At Cook Children’s, Dr. Corwin Warmink sees about one patient a week for vaping-related problems. Some of the patients are children as young as 5, who accidentally ingest vaping liquid, according to a Cook Children’s article written by Zohfeld’s primary doctor, Dr. Diane Arnaout.
Part of the problem is the relative newness of vaping, said Dr. Karen Schultz, Medical Director of Pediatric Pulmonology at Cook Children’s. Schultz was one of the doctors who helped diagnose Zohfeld.
In Zohfeld’s case, and many others, the diagnosis is one of exclusion — when everything else is ruled out, doctors have to look at the possibility that vaping is to blame.
Vaping has been attributed to lung problems across the country. In Wisconsin, 12 people have been hospitalized with lung damage caused by vaping, and 13 other cases are being investigated, the Wisconsin Department of Health Services said. Ninety-four possible cases of severe lung illness associated with vaping have been reported from the end of June to Aug. 15, the CDC reported.
Doctors still don’t know the long-term effects of vaping or how likely a user is to develop health problems.
“Nobody knows what’s in these things for sure, and I want to get the word out that they’re extremely dangerous,” Zohfeld said.
E-cigarette pods also come in dozens of different flavors such as coffee, lemon tart and peppermint, which can be misleading,
“All these flavored pods taste a lot better than tobacco smoke. The kids will use it more frequently, and it tastes better, and they don’t feel bad,” Schultz said.
Teenagers also think if they do not inhale the vapor fully into their lungs, they are not exposing themselves to nicotine, Schultz said.
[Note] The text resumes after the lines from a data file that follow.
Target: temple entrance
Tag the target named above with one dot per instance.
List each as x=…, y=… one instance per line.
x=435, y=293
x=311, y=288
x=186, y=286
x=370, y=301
But nicotine is absorbed through the mouth regardless of whether it is making its way into the lungs or not.
“It’s just not worth it,” she said.
Zohfeld does not remember much of his hospital stay, as he was in and out of consciousness. Two days after he woke up, Zohfeld’s doctors told him their determination — that it was his vaping habit that caused his lungs to fail.
The Weatherford High School graduate said he made three immediate decisions; to take medical classes at a local college, study to become a firefighter and never vape again.
Eight days later, Zohfeld is still recovering from his hospital stay. On Tuesday, he was able to go shopping without getting winded, but he still has sharp pain in his right side and back from his surgery and biopsy.
He also has made it his mission to warn other people about the insidiousness of vaping.
“I don’t mind being that one person it happened to as long as I know I can get other people to stop,” he said. “Honestly, a lot of people don’t know that their kids are doing it. You may think your kids are not, but they more than likely are.”
More than 40 percent of teenagers in the U.S. have tried vaping, according to the CDC’s 2017 Youth Risk Behavior Survey. From 2017 to 2018, 1.5 million young people started using e-cigarettes, according to a February report from the CDC.